We also watched the antepenultimate and penultimate episodes of American Horror Story season 2 — I’d forgotten how much time they devote to falling action/tying up loose ends/resolving the frame story, but I rather like it.

Next week: I dunno. Maybe The Last Exorcism? And I was thinking of buying some single malt…

WhiskeyHorror: Wrong Turn 2

WhiskeyHorror report! (Why am I doing a WhiskeyHorror report, when I usually don’t? I don’t know. I feel like it.)

We drank bourbon and cherry vanilla cokes, and manhattans.

Wrong Turn 2 was… well. The writing wasn’t as good as in Wrong Turn, which is saying something.
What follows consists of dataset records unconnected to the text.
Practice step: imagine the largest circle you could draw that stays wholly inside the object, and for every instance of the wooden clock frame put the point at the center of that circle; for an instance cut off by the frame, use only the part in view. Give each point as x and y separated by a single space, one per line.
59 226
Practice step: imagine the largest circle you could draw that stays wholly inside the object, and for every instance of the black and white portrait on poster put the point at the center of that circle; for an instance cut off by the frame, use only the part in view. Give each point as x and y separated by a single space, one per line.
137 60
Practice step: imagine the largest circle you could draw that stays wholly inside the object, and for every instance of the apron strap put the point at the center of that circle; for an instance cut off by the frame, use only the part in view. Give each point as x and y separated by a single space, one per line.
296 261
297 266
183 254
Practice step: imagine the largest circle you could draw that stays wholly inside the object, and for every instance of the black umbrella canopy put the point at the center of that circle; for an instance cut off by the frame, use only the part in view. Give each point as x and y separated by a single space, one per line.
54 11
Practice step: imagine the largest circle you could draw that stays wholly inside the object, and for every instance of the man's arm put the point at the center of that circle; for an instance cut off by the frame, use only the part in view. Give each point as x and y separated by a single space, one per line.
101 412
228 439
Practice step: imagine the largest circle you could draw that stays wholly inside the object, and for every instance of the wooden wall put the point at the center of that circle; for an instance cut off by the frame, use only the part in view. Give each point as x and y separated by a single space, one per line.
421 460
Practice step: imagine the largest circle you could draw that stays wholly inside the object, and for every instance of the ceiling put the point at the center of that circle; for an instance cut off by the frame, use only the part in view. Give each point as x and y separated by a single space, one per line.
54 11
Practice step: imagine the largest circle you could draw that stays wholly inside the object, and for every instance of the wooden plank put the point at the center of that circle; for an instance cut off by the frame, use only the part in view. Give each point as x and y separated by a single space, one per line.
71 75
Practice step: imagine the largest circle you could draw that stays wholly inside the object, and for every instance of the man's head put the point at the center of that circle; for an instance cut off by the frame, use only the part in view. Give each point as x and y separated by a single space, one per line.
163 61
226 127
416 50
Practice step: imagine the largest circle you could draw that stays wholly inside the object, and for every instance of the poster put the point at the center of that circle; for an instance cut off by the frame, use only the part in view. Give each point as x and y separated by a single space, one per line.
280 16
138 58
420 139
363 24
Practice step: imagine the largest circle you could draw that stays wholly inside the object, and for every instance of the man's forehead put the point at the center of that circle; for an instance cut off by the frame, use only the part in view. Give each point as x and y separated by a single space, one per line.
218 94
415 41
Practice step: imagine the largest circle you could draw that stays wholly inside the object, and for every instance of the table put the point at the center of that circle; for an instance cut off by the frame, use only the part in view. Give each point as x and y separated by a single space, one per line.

Everyone’s favorite mutant cannibal hillbilly, Three-Finger, doesn’t even hoot in this one, and his hooting was the best thing about the original. (He was played by a new actor in this one; perhaps that actor lacks the original’s hooting prowess.)

There were far too many very clear shots of the cannibal mutants (wait, are they cannibals if they eat non-mutated humans? I guess so, I don’t think their differences amount to a difference in species), in very clear light, rather than brief shots in shadow, so they looked less menacing and more like…. people in prosthetics and make-up. (Mostly, they looked like The Saddest Possible Ferengi.)

I don’t think there was a single plot development that either I or Heather or Katrina didn’t call in advance. I mean, we’re all pretty good plot predictors, but I like there to be something that’s not totally foreseeable.

The mutant baby was pretty impressively disturbing. Henry Rollins was fine, though he mostly seemed to be inhabiting an entirely different movie. (I kinda would’ve preferred to see that movie.) Making fun of it had entertainment value. But generally I prefer a movie that’s less entirely mockable. I don’t think I’ll be chasing down future installments in the franchise.